In the field 6 soil DNA extract, the slope of the IAC sample regression curve remained significantly different from the slope of the calibration IAC regression curve, even after 40-fold dilution of the DNA sample. Interestingly, the undiluted and 40-fold-diluted DNA sample IAC regression formulas were highly similar, implying that 40-fold dilution was not sufficient to neutralize completely the negative effect of the undiluted DNA extract on the sample IAC regression curve (further dilutions were not tested because of too much loss of sensitivity). Nevertheless, this event did not affect the possibility of accurate quantification with this new IAC principle.
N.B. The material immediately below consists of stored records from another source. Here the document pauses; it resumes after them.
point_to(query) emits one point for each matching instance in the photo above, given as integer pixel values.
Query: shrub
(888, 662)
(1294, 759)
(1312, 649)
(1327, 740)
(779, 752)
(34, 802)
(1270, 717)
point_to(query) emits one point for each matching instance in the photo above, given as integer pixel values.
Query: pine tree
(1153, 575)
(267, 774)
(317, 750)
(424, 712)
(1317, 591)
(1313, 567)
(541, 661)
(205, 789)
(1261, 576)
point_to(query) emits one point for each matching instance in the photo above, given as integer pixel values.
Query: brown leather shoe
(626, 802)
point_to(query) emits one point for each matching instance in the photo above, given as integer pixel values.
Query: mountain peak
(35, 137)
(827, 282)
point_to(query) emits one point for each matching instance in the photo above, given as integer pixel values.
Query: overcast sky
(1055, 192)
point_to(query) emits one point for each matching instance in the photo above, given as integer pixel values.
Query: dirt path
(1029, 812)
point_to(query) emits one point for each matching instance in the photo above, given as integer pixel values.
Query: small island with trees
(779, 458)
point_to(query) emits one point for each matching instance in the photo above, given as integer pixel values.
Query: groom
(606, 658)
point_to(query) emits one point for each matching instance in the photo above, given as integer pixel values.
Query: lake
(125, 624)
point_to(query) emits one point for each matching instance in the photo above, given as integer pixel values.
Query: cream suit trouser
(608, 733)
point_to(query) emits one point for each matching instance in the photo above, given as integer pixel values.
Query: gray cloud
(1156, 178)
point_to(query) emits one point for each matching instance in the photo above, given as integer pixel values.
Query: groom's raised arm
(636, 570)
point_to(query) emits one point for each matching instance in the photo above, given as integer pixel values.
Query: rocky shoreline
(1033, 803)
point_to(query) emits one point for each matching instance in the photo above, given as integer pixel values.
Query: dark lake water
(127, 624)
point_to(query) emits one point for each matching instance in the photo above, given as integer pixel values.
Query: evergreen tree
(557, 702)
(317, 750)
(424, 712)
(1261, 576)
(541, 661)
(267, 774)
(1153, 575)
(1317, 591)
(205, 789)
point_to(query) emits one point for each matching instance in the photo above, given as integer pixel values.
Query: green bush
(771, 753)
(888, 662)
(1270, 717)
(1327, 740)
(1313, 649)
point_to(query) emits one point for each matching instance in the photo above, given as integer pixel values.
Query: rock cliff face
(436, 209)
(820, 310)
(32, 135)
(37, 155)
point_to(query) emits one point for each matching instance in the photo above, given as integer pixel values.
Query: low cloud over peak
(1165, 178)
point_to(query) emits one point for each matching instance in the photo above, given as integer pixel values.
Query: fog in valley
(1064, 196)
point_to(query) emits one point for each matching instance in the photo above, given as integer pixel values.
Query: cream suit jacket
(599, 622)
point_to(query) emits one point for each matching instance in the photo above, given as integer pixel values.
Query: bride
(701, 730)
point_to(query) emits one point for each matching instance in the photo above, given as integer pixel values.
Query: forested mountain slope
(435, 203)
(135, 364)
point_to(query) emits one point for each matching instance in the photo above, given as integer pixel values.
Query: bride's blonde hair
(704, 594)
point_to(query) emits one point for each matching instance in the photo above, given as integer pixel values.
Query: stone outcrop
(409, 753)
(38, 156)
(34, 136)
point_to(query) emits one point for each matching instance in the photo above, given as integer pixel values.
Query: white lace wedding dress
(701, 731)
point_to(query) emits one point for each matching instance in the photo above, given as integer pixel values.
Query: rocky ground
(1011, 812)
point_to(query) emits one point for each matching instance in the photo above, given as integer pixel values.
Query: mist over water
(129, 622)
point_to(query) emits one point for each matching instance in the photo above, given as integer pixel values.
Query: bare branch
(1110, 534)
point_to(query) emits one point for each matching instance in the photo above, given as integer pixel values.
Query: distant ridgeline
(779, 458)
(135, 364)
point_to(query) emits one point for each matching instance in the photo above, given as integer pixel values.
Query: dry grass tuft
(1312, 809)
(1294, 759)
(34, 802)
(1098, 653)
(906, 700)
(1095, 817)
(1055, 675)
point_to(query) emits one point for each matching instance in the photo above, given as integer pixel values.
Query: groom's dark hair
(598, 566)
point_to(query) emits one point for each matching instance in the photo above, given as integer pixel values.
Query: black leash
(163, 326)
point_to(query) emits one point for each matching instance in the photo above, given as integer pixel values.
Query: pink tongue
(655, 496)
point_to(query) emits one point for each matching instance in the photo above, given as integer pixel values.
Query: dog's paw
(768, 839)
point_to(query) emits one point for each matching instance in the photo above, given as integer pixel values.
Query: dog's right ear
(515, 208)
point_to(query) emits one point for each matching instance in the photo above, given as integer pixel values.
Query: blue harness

Next-generation qPCR platforms, like the Biotrove OpenArray system, allow parallel mass testing of environmental samples against a wide range of microorganisms. Reliable quantification requires amplification controls that can correct for partial PCR inhibition, as is often observed for environmental soil DNA extracts. We demonstrated that artificially induced partial PCR inhibition in the Biotrove OpenArray system is not target concentration dependent, while low target concentrations were shown to be more sensitive to full PCR inhibition. Partial PCR inhibition in environmental samples, however, did appear to be target concentration dependent. The developed IAC system can be easily adapted for incorporation into TaqMan probe-based detection assays, and the bacterial cells containing the IAC plasmids could potentially be used as extraction controls in future experiments (10
). In addition, the performance of DNA extraction methods can be evaluated. The described IAC system enables accurate adjustments to obtain quantitative data from environmental DNA extracts that possibly inhibit PCR and can be applied for routine screenings of samples from different environmental systems.